The data showed some beneficial effects of sleep medications prescribed by a health professional, including shorter sleep latency (time to falling asleep) and higher sleep efficiency. Average sleep duration was 349 minutes for patients on OTC sleep aids, compared to 332 minutes for those on prescription sleep medications and 292 minutes for those not taking sleep aids. Patients who did not take sleep aids had more frequent nighttime arousals, which may be an indicator of more fragmented, less restful sleep.
Patients who used caffeine had longer times to REM sleep – except for those who had more than two servings of caffeine per day. Patients who took regular naps had less daytime sleepiness but longer sleep latency times, compared to those who didn’t take naps.
“Learning about good sleep hygiene and making some slight changes to their routines – going to bed at the same time, turning off the television and lights when in bed – can help patients to sleep better without the use of sleep aids,” says Dr. Winegar.

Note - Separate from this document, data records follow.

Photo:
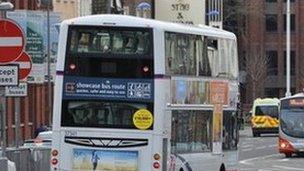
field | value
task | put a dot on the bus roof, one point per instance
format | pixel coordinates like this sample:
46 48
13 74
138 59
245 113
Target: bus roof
266 101
131 21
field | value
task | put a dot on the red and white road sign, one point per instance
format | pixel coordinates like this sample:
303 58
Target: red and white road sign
25 65
11 41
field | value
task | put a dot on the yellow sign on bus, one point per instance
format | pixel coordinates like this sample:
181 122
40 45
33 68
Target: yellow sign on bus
143 119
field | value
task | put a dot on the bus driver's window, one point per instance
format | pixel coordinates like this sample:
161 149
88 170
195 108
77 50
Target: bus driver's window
83 43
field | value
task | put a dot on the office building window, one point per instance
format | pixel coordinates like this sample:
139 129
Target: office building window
292 22
272 92
271 1
271 22
292 62
272 65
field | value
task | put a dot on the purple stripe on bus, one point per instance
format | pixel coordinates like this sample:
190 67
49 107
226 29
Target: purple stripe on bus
161 76
59 72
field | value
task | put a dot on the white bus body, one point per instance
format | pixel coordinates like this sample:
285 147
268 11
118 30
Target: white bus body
142 145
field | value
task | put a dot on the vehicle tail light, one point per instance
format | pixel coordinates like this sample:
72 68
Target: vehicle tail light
72 66
54 161
285 145
156 165
54 153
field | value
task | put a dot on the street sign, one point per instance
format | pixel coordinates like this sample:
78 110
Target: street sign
25 65
16 91
8 75
11 41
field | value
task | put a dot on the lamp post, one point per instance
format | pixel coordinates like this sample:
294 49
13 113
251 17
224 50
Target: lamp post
4 6
288 49
48 3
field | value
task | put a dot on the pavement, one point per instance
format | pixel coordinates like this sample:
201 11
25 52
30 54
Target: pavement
261 154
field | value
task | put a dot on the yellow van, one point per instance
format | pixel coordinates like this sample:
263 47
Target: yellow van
264 118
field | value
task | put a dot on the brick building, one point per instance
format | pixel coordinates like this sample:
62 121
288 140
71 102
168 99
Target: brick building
34 107
262 33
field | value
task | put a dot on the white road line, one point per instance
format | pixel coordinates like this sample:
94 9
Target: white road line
10 41
288 168
247 161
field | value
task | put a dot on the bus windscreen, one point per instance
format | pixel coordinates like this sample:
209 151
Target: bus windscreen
111 52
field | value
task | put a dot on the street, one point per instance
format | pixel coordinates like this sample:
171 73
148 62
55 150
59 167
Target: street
260 154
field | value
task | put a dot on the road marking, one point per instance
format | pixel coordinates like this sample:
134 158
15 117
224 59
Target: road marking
247 161
288 168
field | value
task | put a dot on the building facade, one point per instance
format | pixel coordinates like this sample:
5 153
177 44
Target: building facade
262 34
34 108
67 8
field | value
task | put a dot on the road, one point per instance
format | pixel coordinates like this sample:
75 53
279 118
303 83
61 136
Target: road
260 154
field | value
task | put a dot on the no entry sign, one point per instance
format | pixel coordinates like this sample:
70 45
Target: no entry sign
25 65
11 41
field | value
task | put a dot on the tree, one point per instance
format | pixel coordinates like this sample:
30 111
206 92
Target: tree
256 67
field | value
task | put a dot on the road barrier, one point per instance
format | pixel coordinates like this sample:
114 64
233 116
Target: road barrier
30 159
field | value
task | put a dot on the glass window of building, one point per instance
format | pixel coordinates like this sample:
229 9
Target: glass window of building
292 62
272 65
292 22
271 22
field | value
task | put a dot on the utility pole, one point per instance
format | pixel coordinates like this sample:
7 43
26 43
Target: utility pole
288 49
47 4
4 6
49 63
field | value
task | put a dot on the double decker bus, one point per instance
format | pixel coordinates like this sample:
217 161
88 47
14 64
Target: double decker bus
265 116
136 94
291 131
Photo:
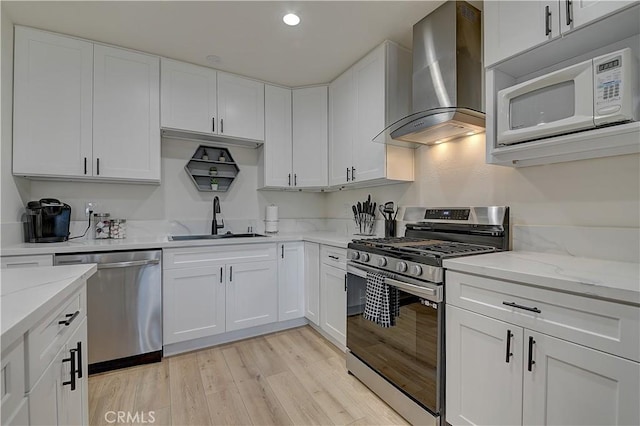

She advises patients with insomnia or other sleep problems to create new habits to “prioritize sleep.” “Always plan for eight-hours of sleep nightly,” Dr. Winegar adds. “Do not nap. Keep the same sleep hygiene routine and sleep schedule on all days.”
Sleep Awareness Week® is the National Sleep Foundation’s national public education campaign that celebrates sleep health and encourages the public to prioritize sleep to improve health and well-being. Becoming aware of and avoiding the unintended consequences of maladaptive coping strategies supports that mission of learning about the benefits of optimal sleep and how sleep affects health, well-being, and safety.